4. What makes Bikini Lines better than all the companies out there that are doing big ideas like you guys?
To clarify: any artist in the world could provide us with the winning design to be painted on the dome. Any videographer could become the Director of our associated feature length documentary. Any photographer or writer could become our on-site journalist. The project itself will be partially micro-financed with inexpensive ($25 USD) artist submission fees and reward-based donations; in fact a lot of care has been put into incentivizing the project and making it as collaborative, open and exciting as possible. We would love it if some highly talented yet relatively unknown artist provided the winning design: their new-found reputation would allow them to further explore their own art without worry; the same can be said for the winning director, photographer and writer. Through conscientious art & adventure we hope to launch the careers of tomorrow’s influential artistic elite.
5. We would like to take this time to thank you for answering our questions. I think our readers are very interested in what you do. Do you have a final thought for them?

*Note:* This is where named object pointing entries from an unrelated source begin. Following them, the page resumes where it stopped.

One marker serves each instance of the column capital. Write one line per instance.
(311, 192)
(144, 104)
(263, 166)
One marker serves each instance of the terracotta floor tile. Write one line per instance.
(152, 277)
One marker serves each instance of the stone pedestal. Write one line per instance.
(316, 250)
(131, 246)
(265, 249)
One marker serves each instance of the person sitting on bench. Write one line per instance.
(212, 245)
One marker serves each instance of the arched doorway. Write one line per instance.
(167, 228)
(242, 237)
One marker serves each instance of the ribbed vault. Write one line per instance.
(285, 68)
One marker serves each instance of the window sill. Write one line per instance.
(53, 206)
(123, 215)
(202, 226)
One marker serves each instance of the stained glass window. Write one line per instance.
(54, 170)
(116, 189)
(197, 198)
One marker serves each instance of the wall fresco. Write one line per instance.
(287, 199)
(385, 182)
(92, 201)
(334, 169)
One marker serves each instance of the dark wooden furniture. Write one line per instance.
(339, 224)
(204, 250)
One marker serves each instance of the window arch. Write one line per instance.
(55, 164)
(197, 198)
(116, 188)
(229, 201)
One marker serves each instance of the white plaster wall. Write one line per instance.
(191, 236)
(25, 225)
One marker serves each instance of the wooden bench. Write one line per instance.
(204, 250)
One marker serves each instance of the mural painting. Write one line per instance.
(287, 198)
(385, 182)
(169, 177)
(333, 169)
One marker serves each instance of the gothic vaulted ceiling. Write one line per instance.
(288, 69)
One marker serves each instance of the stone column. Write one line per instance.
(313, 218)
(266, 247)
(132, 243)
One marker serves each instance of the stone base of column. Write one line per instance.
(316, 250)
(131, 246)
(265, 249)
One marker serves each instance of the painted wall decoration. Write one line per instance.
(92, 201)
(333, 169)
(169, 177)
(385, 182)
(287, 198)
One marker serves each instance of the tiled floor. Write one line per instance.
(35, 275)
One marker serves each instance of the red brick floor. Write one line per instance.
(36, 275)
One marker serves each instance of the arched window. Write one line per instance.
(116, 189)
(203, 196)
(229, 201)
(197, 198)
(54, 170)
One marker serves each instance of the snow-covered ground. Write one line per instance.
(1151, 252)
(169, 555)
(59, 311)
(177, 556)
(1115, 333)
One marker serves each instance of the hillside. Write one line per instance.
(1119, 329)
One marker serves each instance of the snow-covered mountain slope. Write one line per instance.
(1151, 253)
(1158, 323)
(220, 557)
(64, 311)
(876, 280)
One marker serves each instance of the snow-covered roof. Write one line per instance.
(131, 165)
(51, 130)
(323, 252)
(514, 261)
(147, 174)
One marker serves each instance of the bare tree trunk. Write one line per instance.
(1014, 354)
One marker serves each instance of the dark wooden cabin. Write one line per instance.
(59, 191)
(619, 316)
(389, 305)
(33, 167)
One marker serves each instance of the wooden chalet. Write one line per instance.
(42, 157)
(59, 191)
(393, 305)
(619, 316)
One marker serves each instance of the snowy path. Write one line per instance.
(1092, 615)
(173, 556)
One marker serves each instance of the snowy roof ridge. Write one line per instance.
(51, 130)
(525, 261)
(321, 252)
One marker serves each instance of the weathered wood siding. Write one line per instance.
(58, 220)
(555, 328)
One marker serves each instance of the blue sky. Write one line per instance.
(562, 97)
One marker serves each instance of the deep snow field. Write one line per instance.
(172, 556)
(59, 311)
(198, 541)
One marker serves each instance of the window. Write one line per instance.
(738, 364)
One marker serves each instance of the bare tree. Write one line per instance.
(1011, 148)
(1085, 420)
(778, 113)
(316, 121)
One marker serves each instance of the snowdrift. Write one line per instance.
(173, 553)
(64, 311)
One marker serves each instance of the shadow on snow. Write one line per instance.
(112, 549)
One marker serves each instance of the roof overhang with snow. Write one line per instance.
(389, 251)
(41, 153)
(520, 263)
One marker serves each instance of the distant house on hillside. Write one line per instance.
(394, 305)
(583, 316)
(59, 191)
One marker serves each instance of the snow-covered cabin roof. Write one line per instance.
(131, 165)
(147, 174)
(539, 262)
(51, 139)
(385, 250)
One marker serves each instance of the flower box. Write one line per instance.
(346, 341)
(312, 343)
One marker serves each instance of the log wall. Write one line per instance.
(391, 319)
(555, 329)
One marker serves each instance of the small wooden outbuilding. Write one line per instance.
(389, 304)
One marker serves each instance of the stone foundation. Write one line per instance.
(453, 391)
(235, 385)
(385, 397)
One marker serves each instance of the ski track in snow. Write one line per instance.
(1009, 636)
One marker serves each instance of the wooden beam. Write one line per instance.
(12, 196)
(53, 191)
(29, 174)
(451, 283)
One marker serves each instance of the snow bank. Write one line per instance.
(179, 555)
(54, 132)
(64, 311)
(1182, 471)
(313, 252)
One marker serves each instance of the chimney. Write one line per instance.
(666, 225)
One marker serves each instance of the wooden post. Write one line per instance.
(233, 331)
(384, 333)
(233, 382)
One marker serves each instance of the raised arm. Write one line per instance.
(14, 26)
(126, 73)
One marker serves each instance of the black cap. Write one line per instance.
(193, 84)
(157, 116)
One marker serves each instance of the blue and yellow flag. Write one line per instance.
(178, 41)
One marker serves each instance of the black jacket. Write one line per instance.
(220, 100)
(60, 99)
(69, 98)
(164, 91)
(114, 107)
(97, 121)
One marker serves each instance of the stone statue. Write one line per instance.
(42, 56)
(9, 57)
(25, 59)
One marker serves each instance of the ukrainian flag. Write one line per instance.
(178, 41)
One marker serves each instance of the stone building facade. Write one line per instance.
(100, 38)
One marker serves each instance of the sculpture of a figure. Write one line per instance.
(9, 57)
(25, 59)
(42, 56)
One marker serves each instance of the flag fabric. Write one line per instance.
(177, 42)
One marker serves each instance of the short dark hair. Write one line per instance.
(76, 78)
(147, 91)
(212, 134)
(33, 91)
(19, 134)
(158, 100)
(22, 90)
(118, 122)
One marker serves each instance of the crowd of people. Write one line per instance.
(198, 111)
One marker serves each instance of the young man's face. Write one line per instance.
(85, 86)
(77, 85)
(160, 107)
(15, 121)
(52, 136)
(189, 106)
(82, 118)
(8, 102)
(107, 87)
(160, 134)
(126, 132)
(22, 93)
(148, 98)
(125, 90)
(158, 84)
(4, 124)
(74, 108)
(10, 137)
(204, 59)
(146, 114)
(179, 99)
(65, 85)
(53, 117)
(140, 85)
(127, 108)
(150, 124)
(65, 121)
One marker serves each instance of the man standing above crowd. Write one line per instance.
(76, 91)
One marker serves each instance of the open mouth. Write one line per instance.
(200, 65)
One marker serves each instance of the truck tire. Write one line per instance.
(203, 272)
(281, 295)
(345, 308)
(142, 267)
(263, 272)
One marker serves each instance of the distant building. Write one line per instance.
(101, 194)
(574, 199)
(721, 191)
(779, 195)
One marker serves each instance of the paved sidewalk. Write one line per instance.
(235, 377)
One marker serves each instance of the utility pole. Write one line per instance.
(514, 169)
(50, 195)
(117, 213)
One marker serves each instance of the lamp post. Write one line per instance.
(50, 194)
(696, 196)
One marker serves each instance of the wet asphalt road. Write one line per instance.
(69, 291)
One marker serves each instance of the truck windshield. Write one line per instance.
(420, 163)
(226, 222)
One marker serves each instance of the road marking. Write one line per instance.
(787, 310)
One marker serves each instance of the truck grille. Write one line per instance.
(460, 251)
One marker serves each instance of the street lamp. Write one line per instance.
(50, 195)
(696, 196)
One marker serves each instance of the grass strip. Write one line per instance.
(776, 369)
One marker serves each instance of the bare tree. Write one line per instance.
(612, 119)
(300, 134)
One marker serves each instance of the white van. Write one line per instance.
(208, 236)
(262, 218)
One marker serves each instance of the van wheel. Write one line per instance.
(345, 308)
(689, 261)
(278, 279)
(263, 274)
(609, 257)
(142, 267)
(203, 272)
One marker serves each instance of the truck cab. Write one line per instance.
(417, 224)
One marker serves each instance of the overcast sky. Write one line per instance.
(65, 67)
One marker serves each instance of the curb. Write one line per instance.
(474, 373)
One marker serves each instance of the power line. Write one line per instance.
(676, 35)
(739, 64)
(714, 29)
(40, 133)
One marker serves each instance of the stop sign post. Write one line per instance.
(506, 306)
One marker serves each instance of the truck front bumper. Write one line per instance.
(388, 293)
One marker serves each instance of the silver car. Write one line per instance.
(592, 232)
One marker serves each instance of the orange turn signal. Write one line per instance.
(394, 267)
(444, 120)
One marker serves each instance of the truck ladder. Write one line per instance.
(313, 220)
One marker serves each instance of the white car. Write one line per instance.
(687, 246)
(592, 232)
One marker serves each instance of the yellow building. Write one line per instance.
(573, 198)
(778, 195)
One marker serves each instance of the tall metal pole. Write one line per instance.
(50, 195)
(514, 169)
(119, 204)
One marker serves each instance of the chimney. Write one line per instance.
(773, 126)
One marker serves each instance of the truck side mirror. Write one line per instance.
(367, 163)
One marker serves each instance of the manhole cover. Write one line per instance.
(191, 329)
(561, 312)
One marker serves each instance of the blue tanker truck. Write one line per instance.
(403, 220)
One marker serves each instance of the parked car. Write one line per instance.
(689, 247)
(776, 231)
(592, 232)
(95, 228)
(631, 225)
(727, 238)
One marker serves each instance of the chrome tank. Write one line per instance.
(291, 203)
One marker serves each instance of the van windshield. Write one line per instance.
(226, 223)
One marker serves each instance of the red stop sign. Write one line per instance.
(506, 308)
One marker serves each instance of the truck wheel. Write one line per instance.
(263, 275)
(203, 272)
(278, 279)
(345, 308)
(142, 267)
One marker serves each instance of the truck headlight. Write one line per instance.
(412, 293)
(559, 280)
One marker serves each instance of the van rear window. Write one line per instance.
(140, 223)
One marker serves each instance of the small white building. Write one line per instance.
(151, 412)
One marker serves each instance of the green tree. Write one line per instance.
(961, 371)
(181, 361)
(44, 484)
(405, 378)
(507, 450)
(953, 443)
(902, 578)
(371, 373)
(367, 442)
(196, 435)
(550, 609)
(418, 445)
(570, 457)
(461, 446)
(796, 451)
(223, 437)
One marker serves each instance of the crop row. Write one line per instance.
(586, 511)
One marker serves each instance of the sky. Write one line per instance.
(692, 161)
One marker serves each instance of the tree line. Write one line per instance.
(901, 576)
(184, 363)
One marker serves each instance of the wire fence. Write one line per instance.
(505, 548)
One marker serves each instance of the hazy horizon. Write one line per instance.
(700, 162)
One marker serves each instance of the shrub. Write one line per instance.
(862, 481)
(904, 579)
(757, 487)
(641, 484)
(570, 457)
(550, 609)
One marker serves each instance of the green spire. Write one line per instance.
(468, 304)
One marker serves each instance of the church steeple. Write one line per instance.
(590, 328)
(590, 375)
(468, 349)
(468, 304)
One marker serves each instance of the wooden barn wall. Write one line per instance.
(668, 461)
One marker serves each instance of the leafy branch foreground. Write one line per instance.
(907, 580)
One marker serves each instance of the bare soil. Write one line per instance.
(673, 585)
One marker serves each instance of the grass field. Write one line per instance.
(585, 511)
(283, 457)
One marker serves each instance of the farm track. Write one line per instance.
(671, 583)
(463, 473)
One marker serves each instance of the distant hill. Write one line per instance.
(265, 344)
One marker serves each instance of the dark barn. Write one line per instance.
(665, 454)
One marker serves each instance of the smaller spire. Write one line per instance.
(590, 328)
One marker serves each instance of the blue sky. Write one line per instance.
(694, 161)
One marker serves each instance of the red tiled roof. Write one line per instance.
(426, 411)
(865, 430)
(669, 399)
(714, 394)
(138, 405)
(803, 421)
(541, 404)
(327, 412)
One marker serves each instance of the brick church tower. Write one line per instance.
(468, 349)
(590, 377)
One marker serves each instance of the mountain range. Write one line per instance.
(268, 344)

Finally, I’d simply like to extend upon McLuhan’s work and challenge readers to really consider the why & how of media creation & distribution. We believe that with a strong idea, clever licensing, freedom of distribution and long tail passive marketing, the Bikini Lines Documentary Film will continue to directly benefit worthy organizations such as Ashinaga.
Oh yeah, I suppose I forgot to mention: 100% (one hundred percent) of the sales of the Bikini Lines Documentary will forever be donated to the Ashinaga Foundation, an NGO that benefits children orphaned in natural disasters. Gotta spread the love.